I am so glad I am getting back into the swing of working out before the dead of summer heat hits. That way maybe the transition into summer won't hurt so bad. After going to the sprayground this morning, doing housework, then going to swim, oh and make dinner, then backyard playtime...I'm POOPED! Fortunately, so were the boys, I just put them down and not a peep, my kind of day.

Swimming today was good. My first round of laps I so did not push myself hard enough for a high HR, but it was good enough. Then Alison and I decided to run laps in the pool, that spiked up the HR for sure. It was fun, we were racing, and I'm mud if I let the prego gal beat me. Mmm, maybe that was her ploy. Nah, she's too competitive! ha ha ha I definitely feel good about the workout. I'm tired, that's a good sign.
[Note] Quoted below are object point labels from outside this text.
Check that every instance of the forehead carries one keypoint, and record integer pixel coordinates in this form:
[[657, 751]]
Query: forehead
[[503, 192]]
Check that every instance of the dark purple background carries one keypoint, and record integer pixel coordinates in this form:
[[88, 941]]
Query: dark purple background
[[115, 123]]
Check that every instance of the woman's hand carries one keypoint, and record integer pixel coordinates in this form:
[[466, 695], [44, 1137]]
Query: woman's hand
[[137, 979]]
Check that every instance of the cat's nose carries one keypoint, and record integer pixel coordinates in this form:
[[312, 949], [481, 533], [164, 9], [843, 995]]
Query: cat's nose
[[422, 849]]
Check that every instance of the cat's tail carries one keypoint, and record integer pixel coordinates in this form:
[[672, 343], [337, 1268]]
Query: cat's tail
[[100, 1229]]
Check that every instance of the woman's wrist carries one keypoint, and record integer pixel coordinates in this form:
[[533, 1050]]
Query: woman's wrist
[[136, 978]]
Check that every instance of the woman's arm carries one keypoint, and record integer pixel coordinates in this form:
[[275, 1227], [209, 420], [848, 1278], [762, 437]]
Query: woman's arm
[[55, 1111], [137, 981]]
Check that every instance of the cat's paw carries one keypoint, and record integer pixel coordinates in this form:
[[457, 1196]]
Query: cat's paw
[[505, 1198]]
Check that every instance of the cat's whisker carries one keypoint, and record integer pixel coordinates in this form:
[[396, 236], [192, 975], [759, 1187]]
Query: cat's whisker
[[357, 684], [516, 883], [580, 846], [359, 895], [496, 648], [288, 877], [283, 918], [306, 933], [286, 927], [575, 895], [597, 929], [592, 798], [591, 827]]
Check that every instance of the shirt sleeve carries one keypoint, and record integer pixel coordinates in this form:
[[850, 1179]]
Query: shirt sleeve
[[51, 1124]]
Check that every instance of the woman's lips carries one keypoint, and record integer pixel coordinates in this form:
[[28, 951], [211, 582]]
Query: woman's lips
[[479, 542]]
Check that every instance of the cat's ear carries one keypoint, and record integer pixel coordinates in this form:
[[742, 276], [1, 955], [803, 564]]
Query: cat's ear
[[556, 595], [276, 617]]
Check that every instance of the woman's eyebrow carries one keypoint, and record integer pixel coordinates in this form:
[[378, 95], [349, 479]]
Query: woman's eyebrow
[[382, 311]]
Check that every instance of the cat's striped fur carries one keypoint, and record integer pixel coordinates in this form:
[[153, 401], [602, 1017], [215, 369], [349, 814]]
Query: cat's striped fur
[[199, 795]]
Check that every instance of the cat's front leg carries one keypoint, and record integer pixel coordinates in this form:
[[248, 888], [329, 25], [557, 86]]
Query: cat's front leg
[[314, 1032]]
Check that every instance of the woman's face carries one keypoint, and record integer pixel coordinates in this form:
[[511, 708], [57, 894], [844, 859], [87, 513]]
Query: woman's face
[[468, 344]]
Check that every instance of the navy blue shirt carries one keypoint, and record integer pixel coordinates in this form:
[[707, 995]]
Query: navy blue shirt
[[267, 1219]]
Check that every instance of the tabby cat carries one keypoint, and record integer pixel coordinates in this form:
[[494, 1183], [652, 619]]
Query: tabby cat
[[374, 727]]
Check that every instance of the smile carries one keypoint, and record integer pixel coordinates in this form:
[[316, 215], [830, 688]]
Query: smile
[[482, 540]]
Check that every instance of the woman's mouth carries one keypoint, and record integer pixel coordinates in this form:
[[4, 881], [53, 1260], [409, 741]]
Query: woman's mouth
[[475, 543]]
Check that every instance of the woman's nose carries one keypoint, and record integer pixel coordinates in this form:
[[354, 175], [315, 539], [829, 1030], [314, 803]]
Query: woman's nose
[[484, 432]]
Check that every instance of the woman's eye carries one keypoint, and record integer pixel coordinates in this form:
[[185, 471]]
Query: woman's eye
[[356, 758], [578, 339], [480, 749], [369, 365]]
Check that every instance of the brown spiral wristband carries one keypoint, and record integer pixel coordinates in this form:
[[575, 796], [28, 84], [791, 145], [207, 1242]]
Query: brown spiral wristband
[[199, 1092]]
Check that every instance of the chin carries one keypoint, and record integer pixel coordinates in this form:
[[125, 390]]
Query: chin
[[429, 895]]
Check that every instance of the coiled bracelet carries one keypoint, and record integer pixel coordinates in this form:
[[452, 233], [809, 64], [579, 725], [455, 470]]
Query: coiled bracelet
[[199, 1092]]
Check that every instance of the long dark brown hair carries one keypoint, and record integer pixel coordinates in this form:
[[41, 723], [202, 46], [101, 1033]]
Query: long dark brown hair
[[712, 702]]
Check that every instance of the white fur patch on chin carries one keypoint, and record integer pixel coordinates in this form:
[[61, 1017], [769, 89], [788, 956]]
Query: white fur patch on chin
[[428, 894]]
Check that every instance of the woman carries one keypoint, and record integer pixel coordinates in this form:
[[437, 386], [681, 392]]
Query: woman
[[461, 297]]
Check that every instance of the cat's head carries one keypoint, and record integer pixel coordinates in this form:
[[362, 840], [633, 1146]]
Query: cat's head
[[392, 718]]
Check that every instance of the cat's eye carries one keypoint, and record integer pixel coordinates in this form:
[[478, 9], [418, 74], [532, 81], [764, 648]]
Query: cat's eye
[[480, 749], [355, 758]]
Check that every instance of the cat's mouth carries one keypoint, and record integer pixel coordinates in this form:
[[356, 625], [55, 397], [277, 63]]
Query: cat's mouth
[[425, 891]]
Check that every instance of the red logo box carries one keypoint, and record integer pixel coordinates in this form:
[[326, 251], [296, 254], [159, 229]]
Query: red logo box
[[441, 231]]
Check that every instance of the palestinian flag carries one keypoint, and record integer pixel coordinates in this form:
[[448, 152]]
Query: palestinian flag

So now I get to reward myself by watching American Idol!

Before I sign off: Thank you to all my sweet friends who support me. I have struggled with my weight since before Ethan and I am sick of it. This is not the person that I really am, or who my wonderful Lord created me to be. I know this is going to be an amazing journey. I know that emotionally and spiritually there will be years of hardness stripped away. AND one day you will see the parts of my heart that only few have seen...you know who you are. Oh sure, I am open and honest, but there are places even I haven't seen for a long time. Yea, I'm excited about looking HOT; but almost more so, to see God's changes in me as a woman, wife, and mother.

Psalm 139:13-14
For you created my inmost being; you knit me together in my mother's womb.
I praise you because I am fearfully and wonderfully made; Your works are wonderful; I know that full well.